Toni K. Choueiri, MD, discusses results of the phase 3 SAVOIR trial evaluating the MET inhibitor savolitinib versus sunitinib in patients with MET-driven papillary renal cell carcinoma.
Toni K. Choueiri, MD, director, Lank Center for Genitourinary Oncology, director, Kidney Cancer Center, senior physician, Dana-Farber Cancer Institute, and Jerome and Nancy Kohlberg Chair and professor of medicine, Harvard Medical School, discusses results of the phase 3 SAVOIR trial evaluating the MET inhibitor savolitinib versus sunitinib (Sutent) in patients with MET-driven papillary renal cell carcinoma (RCC).
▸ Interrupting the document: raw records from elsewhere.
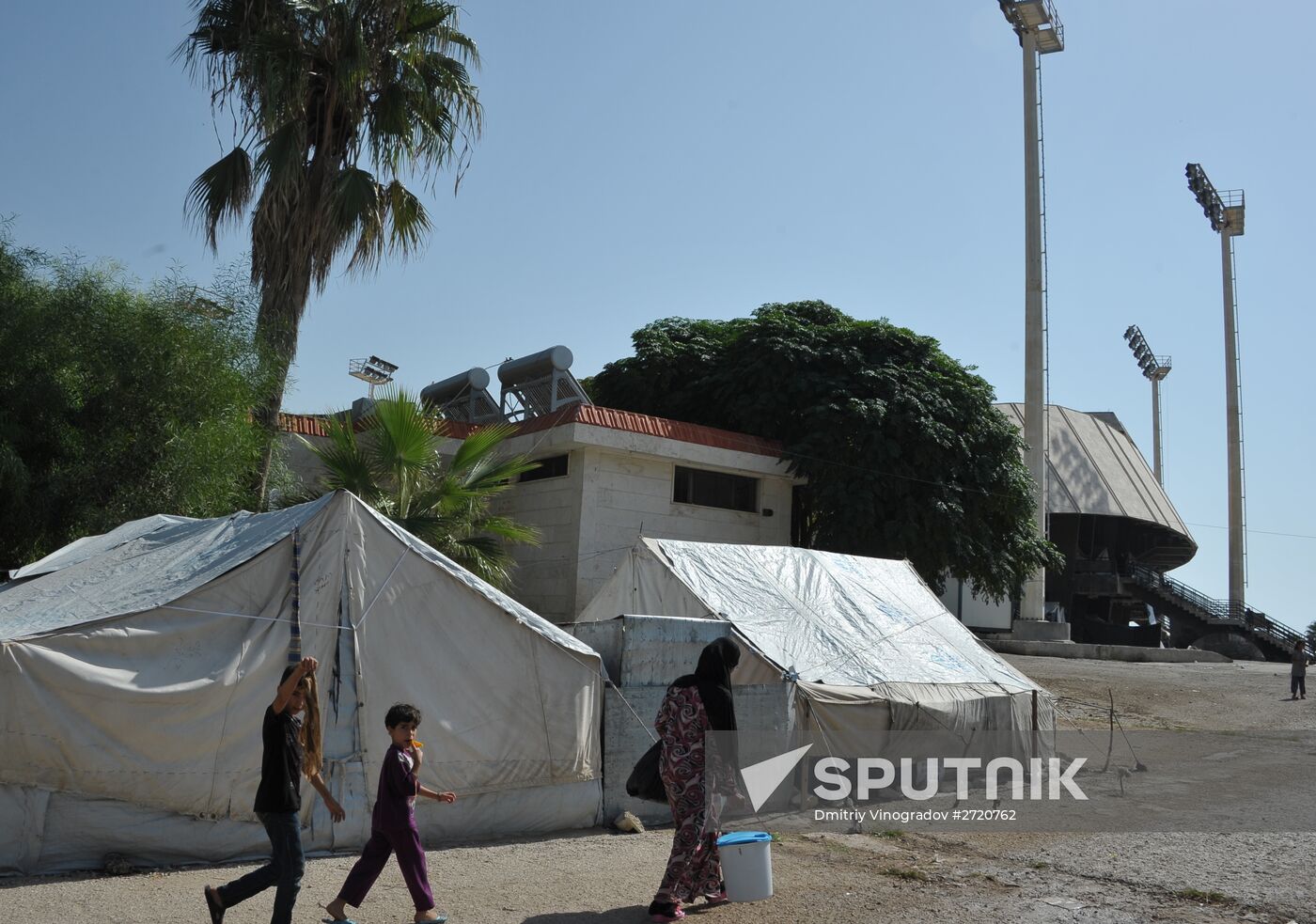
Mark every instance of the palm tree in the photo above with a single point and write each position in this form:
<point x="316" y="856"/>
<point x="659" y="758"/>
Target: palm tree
<point x="318" y="88"/>
<point x="390" y="460"/>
Papillary RCC is the second most common histology after clear cell RCC, says Choueiri. About 30% to 40% of patients with papillary RCC have a MET pathway alteration such as chromosome 7 trisomy, a germline or somatic MET mutation, MET amplification, or hepatocyte growth factor ligand amplification, says Choueiri.
A phase 2 biomarker-based study revealed that patients with advanced papillary RCC who also had MET alterations had an 18% partial response rate with savolitinib compared with 0% in patients who did not (P =.002), says Choueiri.
Results from the SAVOIR trial showed that progression-free survival (HR, 0.71; 95% CI, 0.37-1.36; P = .313), overall survival (HR, 0.51; 95% CI, 0.21-1.17; P = .110), and overall response rate were numerically improved with savolitinib compared with sunitinib in the 60 treated patients with papillary RCC, says Choueiri. Additionally, the toxicity profile of savolitinib was more favorable versus that of sunitinib.
These findings justify performing larger clinical trials to evaluate savolitinib in MET-driven papillary RCC, concludes Choueiri.